# Decals for ET&WNC rolling stock



## mdwildcat04 (Mar 11, 2013)

I have 3 bachmann tank cars that I have just painted, a TOFC thats in the paint booth right now, and 2 gondolas that are waiting for a paint job. 

Does anyone make decals for these cars?


----------



## chuck n (Jan 2, 2008)

Call Stan Cedarleaf. He is a sponser here, and has an ad in GARDEN RAILWAYS. HIs decals are excellent. I have used him for many projects.

I do not like to give other people's contact information directly. Please use public sources.

Chuck

PS follow his instructions, I've used decals for years, some worked and some didn't. I haven't had any problems with his decals and directions lasting.
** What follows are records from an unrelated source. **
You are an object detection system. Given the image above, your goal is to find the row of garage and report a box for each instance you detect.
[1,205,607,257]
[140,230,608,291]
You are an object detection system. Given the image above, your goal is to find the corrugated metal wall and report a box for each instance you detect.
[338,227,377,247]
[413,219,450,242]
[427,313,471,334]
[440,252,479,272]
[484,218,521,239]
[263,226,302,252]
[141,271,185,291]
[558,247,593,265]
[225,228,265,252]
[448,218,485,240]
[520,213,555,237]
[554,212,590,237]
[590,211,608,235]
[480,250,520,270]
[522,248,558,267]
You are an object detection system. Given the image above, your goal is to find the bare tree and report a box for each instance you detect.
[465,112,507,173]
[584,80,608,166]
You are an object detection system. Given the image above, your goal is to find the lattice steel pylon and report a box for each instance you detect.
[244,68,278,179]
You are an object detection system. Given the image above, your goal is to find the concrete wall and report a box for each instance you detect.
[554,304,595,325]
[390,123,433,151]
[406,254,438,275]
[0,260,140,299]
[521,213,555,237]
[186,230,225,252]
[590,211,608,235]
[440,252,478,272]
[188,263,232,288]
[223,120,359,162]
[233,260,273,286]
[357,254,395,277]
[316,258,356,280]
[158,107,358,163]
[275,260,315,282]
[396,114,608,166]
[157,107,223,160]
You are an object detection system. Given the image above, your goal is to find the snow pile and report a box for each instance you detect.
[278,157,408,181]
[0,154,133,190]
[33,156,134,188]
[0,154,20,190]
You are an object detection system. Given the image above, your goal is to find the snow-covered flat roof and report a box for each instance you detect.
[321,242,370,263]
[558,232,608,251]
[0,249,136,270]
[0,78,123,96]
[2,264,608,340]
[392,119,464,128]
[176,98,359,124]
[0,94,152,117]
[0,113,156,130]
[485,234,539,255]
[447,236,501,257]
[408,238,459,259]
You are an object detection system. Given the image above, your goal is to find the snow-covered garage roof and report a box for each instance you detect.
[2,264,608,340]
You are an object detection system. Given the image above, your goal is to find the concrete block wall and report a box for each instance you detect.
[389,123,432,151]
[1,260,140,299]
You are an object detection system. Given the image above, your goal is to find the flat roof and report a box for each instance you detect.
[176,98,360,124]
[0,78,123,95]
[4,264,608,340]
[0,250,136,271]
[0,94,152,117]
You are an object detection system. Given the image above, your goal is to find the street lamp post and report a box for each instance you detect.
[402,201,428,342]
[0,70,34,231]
I just talked to Stan and he said to post his website:

www.cedarleafcustomdecals.com


----------



## harvey (Dec 30, 2008)

Totally agree with Chuck. 
Stan has done several first class decals for me and as I've said before "the decals make the model". He recently did some tanker decals for me which are excellent and is currently doing some box car decals for me.
Don't hesitate, you won't be disappointed.
Cheers.


----------



## Bruce Chandler (Jan 2, 2008)

I agree with Chuck & Harvey. Stan does an excellent job.
He did these ET&WNC decals for my models.


----------



## chuck n (Jan 2, 2008)

To add a little more to this thread concerning Stan's decals.

He makes decals for real railroads, here are a couple of examples.

An LGB ore car originally lettered for the Pennsylvania.










Bachmann passenger car originally lettered for the WP&Y.











He also does custom decals for imaginary railroads.




















Phil's NarrowGauge reefer kit











Chuck


----------



## Stan Cedarleaf (Jan 2, 2008)

Thanks for "blatant" advertising, guys... 

I have no idea what happened to the ad at the top of the page... 

My email has been messed up lately and it may be that the incoming billing file was "Spammed"... I'm checking on it now..


----------



## chuck n (Jan 2, 2008)

Jeese, golly wiz, Stan. We were just answering the OP's question. If we wanted to be "blatant" we could have done a much better job of it and then billed you for the AD.

Chuck ;-)

PS hope you get your real ad fixed soon.


----------



## Bruce Chandler (Jan 2, 2008)

It's not blatant advertising when it's just very satisfied customers...


----------



## Stan Cedarleaf (Jan 2, 2008)

Sigh... 

Thanks, guys..


----------



## [email protected] (Dec 28, 2018)

Bruce,

I need ET&WNC passenger car decals. You got yours from Stan Cedarleaf. Did you do the artwork or did he?

Dan


----------



## Totalwrecker (Feb 26, 2009)

Stan is still active, I haven't seen Bruce around, why don't you ask Stan?


----------